The lead banks mentioned in your editorial, Seafirst and Rainier, were giants and not just in Seattle but throughout the state. There was not a single community in the state that did not have at least one of the branches of these two homegrown banks. Both banks were involved and influential within our state by a slow, steady growth lasting more than 100 years. They were deeply involved in both business and community support everywhere they were located.
And while the administrative and executive functions have long since disappeared, the branches and many of the ex-Rainier and Seafirst people are still here and still contributing.
WaMu, on the other hand, was a puny little S&L [savings and loan] with a small staff and little or no wide-reaching community impact. That is, up until 15 or so years ago when they went on an acquisition spree fueled by greed and managed under a cloak of avarice.
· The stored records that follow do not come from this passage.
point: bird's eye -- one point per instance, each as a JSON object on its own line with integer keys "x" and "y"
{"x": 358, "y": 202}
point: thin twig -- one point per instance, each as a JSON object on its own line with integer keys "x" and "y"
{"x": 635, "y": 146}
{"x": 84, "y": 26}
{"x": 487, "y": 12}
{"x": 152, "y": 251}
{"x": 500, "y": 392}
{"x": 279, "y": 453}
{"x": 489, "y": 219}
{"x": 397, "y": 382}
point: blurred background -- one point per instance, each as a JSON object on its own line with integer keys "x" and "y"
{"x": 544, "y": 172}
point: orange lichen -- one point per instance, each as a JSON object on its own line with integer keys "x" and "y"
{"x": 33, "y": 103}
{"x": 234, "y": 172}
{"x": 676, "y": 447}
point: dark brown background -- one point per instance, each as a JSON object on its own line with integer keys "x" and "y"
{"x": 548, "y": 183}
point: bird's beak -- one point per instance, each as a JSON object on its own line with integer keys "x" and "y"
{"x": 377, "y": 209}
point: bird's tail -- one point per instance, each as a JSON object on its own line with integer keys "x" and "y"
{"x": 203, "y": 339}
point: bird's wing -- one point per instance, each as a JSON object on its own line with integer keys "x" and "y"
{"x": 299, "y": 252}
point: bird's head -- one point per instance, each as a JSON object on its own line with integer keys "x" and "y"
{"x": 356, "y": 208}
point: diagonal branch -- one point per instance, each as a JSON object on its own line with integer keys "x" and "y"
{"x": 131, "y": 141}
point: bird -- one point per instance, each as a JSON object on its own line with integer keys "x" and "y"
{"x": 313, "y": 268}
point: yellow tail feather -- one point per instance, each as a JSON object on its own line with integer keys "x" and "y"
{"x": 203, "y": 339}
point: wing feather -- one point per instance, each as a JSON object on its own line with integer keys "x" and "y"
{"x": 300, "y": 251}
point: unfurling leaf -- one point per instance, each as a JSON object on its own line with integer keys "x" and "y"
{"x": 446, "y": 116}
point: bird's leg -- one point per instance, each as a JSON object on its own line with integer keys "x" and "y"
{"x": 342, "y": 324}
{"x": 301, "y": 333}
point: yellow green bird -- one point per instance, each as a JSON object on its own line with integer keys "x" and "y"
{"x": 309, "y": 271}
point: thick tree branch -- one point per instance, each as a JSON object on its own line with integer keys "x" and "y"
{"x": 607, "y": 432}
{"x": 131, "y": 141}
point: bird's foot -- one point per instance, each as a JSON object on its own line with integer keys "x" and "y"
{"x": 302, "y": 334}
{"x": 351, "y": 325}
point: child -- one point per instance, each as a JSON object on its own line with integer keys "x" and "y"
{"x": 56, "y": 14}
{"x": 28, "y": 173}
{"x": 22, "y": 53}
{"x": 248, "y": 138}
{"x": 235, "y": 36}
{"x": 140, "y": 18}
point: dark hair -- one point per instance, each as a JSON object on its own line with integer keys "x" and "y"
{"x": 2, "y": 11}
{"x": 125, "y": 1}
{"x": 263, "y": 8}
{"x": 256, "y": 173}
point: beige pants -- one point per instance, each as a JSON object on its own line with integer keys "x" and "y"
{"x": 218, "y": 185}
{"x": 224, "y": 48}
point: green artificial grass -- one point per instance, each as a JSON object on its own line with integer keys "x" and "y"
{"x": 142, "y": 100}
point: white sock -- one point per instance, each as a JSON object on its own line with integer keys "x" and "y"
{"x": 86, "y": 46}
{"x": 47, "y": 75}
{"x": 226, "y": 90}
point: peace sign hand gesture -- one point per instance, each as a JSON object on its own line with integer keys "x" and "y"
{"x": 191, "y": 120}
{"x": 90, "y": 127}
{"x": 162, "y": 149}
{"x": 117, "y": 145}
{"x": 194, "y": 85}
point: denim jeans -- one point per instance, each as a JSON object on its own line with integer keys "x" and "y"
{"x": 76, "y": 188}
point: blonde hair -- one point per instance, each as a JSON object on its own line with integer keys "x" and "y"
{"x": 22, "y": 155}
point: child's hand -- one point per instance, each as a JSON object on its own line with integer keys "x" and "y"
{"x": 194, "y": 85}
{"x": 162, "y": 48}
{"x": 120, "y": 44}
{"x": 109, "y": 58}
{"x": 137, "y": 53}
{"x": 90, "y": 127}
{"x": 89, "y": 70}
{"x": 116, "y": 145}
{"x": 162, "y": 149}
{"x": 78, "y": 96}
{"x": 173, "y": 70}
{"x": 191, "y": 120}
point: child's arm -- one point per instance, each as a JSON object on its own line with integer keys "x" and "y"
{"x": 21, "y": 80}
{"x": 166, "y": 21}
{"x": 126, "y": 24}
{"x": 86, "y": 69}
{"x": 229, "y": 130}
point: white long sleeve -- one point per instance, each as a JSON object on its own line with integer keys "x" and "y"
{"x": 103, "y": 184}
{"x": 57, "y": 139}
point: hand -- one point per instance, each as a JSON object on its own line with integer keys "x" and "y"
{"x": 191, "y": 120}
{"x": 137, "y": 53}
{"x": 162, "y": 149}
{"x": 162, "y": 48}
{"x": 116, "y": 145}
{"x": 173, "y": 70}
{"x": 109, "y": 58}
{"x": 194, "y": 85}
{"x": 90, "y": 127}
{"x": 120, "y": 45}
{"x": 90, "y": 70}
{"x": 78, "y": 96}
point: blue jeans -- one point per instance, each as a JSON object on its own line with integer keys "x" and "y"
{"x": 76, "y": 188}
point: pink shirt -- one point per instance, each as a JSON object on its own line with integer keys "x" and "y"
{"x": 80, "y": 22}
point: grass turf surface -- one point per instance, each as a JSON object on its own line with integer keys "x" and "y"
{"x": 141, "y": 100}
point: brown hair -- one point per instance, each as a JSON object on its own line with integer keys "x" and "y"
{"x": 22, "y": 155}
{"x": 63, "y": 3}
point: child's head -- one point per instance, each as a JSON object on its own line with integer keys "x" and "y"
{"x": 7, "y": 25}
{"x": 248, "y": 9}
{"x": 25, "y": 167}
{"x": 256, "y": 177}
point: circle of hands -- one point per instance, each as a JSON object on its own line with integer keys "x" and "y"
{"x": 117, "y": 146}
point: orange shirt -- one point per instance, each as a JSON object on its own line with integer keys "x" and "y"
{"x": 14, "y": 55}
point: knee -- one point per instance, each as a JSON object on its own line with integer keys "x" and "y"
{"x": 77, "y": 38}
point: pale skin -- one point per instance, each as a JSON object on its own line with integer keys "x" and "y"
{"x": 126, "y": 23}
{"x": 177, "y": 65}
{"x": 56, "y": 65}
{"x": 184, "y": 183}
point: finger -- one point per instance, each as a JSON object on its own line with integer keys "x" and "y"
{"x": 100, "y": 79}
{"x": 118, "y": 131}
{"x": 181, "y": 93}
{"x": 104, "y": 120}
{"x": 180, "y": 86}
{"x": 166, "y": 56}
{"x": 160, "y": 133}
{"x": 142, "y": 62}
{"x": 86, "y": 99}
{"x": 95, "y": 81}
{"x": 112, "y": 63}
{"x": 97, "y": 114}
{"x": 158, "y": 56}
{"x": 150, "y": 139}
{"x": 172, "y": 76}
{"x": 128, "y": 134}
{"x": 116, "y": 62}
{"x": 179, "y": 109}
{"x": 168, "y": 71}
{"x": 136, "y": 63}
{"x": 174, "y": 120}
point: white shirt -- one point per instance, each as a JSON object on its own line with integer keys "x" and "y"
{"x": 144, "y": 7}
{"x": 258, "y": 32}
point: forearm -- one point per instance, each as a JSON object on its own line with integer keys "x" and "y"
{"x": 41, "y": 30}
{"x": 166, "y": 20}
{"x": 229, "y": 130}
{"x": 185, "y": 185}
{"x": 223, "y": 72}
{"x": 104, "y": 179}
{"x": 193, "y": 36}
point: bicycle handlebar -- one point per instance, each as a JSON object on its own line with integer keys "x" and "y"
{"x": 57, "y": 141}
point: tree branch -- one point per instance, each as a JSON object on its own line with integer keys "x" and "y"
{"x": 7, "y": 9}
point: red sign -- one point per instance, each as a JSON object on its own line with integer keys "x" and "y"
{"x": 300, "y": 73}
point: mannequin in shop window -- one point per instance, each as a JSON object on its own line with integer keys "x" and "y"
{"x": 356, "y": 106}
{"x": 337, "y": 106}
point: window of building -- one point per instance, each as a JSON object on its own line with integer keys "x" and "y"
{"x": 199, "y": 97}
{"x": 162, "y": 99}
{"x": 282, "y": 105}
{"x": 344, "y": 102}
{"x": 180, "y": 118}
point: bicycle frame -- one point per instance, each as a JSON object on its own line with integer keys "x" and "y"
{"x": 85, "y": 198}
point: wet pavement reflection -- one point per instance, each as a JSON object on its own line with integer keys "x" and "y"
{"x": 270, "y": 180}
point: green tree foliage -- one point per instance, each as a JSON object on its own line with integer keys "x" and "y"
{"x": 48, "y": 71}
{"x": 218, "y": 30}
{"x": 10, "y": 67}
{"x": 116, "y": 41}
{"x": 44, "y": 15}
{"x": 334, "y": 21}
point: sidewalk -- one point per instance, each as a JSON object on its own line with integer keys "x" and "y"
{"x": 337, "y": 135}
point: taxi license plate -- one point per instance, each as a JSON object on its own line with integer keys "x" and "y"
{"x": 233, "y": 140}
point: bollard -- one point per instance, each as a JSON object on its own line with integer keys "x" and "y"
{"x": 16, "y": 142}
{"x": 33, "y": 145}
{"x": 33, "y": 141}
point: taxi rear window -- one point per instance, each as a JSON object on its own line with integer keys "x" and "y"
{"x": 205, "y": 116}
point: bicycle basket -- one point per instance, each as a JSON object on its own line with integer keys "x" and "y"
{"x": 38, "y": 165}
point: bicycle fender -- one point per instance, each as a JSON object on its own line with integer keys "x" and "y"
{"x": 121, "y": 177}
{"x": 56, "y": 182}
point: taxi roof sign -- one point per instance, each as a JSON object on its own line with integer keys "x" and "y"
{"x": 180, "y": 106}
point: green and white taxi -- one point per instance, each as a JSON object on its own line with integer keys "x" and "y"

All of that growth occurred outside of Washington state. Even though WaMu located the executive offices and administrative support in Seattle, it was really an out-of-state bank. Less than 15 percent of the branch network and customer base was located in Washington. The bank’s primary banking charter was issued in California and more than 75 percent of WaMu’s customers were located in California, Texas, Florida and New York.
Many of the staffers located in the Seattle area were from other parts of the country, relocated here during the administrative-staff explosion that occurred in the early part of the decade. Many of those people will be laid off and will return to wherever they came from, caring little if jobs return to Seattle.
So I say to WaMu, good riddance, you’ve been a bad corporate citizen and you’ve broken the hearts of a lot of people who came to expect more. The culture at Seafirst and Rainier was to give back to the community; the culture at WaMu was to increase the value of stock to enrich the shareholders.
The local impact of the demise of corporate WaMu will be negligible, discounting, of course, a lot of empty office space.
— Bill Anderson, Auburn
All in special interests
As Washington Mutual is about to lay off thousands of high-tech employees in Seattle, we see a story in the paper about how there is no smoking gun to support the claims of conspiracy about the failure.
Then I hear about Citigroup being in exactly the same position as Washington Mutual, yet they are given billions by Treasury Secretary Henry Paulson — no FDIC takeover or fire sale of the company like Washington Mutual.
This leads one to wonder why Washington Mutual was seized and Citigroup is allowed to continue. One could speculate that it is acceptable to leave Northwest shareholders with worthless stocks but not Bush family friends, the Saudi Royal Family who are majority shareholders of Citigroup.